Closed TimDiekmann closed 3 years ago

TimDiekmann commented 3 years ago

There are a few pre and postconditions to shrink:

Recently I tried to optimize the Region allocator (basically a bump allocator using &mut [u8] as backend). Implementing alloc, dealloc and grow is straight forward but how is shrink supposed to be implemented? There are 3 possible cases, for which all pre-/post conditions still hold. I leave out ReallocPlacement and implementation details like bumping-up and bumping-down, similar cases applies to all of them.

  1. new_size == layout.size(): just return the same pointer, just like the default implementation. This is the trivial case.
  2. ptr is the latest allocated block: It is possible to reduce the used memory by moving the current-ptr to match the requested size (maybe introduces ptr::copy). It's also possible to simply return the same pointer as passed to shrink.
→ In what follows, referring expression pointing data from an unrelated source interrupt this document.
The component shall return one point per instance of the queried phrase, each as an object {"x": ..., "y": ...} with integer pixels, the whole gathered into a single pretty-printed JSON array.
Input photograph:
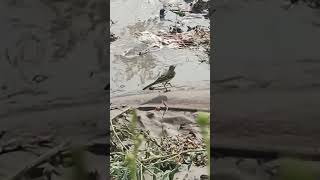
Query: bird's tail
[{"x": 148, "y": 86}]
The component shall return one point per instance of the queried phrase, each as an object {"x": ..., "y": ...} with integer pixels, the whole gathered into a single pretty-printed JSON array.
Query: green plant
[
  {"x": 203, "y": 121},
  {"x": 294, "y": 169}
]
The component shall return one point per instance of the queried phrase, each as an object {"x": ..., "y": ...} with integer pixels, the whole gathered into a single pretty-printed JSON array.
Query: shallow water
[{"x": 130, "y": 75}]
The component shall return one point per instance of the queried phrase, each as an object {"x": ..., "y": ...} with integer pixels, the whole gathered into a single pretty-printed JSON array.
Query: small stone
[{"x": 150, "y": 114}]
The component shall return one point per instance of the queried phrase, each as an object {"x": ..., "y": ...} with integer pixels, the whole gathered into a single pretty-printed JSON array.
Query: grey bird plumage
[{"x": 164, "y": 78}]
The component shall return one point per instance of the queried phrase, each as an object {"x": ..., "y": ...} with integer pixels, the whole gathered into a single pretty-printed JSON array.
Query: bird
[{"x": 164, "y": 78}]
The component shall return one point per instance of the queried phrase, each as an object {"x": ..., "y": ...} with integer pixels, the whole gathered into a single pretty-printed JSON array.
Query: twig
[
  {"x": 173, "y": 155},
  {"x": 115, "y": 133},
  {"x": 151, "y": 107}
]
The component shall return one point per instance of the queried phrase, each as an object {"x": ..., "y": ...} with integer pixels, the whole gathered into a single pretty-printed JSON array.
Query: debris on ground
[
  {"x": 113, "y": 37},
  {"x": 157, "y": 156},
  {"x": 175, "y": 38}
]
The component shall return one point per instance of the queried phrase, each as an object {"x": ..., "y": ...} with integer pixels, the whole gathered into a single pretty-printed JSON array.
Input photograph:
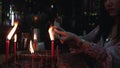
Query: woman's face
[{"x": 112, "y": 7}]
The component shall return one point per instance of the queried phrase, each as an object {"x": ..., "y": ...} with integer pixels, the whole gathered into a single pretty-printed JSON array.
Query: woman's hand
[{"x": 66, "y": 37}]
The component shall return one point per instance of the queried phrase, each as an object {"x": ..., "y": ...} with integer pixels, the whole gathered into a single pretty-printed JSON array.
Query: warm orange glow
[
  {"x": 15, "y": 37},
  {"x": 31, "y": 47},
  {"x": 12, "y": 31},
  {"x": 51, "y": 33},
  {"x": 35, "y": 18},
  {"x": 35, "y": 36}
]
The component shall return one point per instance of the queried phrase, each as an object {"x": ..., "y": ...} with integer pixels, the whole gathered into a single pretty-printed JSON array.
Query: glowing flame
[
  {"x": 12, "y": 31},
  {"x": 15, "y": 37},
  {"x": 35, "y": 36},
  {"x": 51, "y": 33},
  {"x": 31, "y": 47}
]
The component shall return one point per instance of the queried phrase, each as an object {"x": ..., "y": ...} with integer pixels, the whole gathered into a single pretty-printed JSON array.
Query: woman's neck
[{"x": 114, "y": 30}]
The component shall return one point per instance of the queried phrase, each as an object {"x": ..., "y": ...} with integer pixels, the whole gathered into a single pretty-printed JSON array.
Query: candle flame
[
  {"x": 15, "y": 37},
  {"x": 51, "y": 33},
  {"x": 12, "y": 31},
  {"x": 31, "y": 47},
  {"x": 35, "y": 36}
]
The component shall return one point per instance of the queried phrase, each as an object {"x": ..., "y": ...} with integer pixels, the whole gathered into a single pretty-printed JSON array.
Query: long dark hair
[{"x": 105, "y": 21}]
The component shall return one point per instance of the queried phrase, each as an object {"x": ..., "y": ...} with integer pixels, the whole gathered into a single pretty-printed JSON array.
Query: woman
[{"x": 101, "y": 46}]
Both cases are valid; the former is less memory hungry, the latter is faster.
  3. else: As always, returning the same pointer is also valid, but how expected is this behavior?
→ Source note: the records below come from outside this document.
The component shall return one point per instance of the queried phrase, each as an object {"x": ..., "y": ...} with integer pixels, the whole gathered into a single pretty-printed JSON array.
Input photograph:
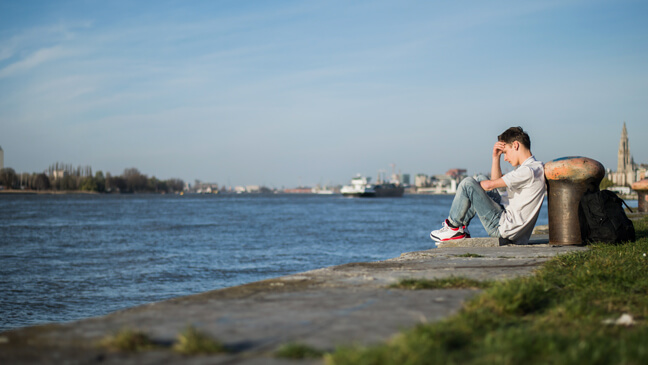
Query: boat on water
[{"x": 361, "y": 187}]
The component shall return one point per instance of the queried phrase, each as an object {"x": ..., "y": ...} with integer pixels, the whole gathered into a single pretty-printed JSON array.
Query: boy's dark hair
[{"x": 515, "y": 134}]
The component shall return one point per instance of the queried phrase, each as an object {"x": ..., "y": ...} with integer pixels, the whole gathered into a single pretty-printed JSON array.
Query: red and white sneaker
[{"x": 447, "y": 233}]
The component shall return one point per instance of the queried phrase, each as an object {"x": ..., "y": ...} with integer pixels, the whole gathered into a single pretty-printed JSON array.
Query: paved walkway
[{"x": 322, "y": 308}]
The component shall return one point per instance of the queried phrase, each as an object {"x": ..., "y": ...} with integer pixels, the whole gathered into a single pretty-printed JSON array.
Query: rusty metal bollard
[
  {"x": 641, "y": 187},
  {"x": 568, "y": 178}
]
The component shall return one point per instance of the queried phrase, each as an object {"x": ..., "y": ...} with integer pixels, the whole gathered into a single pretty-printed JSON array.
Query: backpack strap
[{"x": 626, "y": 204}]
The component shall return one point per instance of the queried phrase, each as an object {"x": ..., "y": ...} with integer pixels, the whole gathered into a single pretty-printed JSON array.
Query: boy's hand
[{"x": 498, "y": 149}]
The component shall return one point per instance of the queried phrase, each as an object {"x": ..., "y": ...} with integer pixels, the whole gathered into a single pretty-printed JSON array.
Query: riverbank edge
[{"x": 361, "y": 301}]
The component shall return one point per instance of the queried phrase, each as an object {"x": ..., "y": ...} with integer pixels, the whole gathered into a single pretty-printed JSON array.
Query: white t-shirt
[{"x": 525, "y": 191}]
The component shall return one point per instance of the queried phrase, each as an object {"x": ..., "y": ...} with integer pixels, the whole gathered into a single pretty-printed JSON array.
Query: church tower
[
  {"x": 626, "y": 168},
  {"x": 625, "y": 162}
]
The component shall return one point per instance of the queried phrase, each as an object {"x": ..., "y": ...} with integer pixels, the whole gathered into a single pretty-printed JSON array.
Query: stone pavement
[{"x": 324, "y": 308}]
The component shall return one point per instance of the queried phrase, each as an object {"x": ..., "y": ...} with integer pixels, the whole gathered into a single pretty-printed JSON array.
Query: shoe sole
[{"x": 436, "y": 239}]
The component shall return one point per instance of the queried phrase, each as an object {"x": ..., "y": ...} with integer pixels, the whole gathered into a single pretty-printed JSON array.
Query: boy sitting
[{"x": 511, "y": 215}]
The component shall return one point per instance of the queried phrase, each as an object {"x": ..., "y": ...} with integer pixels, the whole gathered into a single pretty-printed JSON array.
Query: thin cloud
[{"x": 35, "y": 59}]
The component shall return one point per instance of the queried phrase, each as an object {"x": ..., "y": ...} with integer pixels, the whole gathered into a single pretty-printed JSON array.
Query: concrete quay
[{"x": 324, "y": 308}]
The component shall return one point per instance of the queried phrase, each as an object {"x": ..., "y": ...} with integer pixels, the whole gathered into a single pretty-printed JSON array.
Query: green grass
[
  {"x": 298, "y": 351},
  {"x": 129, "y": 340},
  {"x": 452, "y": 282},
  {"x": 556, "y": 316},
  {"x": 192, "y": 342}
]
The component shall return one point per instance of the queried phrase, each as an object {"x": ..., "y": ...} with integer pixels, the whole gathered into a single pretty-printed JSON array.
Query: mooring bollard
[
  {"x": 568, "y": 179},
  {"x": 641, "y": 187}
]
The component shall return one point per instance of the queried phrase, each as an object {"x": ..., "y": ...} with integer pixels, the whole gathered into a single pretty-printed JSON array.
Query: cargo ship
[{"x": 362, "y": 188}]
What's the prefered way to implement shrink (performance vs memory)? Do we have to specify the behavior of shrink? Should shrink be overhauled in it's API in any way?

Notes:

Amanieu commented 3 years ago

The main users of shrink are Vec::shrink_to_fit and Vec::into_boxed_slice so let's consider when you would use those. Generally speaking it's only used if:

As such I think it's fine for shrink to favor saving memory over performance.

sollyucko commented 3 years ago

FWIW, for the case of a bump allocator, wouldn't a realloc-ing shrink merely use more space, since the old space can't be used?

TimDiekmann commented 3 years ago

Not necessarily, if you shrink the latest allocated block, it's possible to actually shrink the used memory.

@Amanieu thank you for reminding me about this!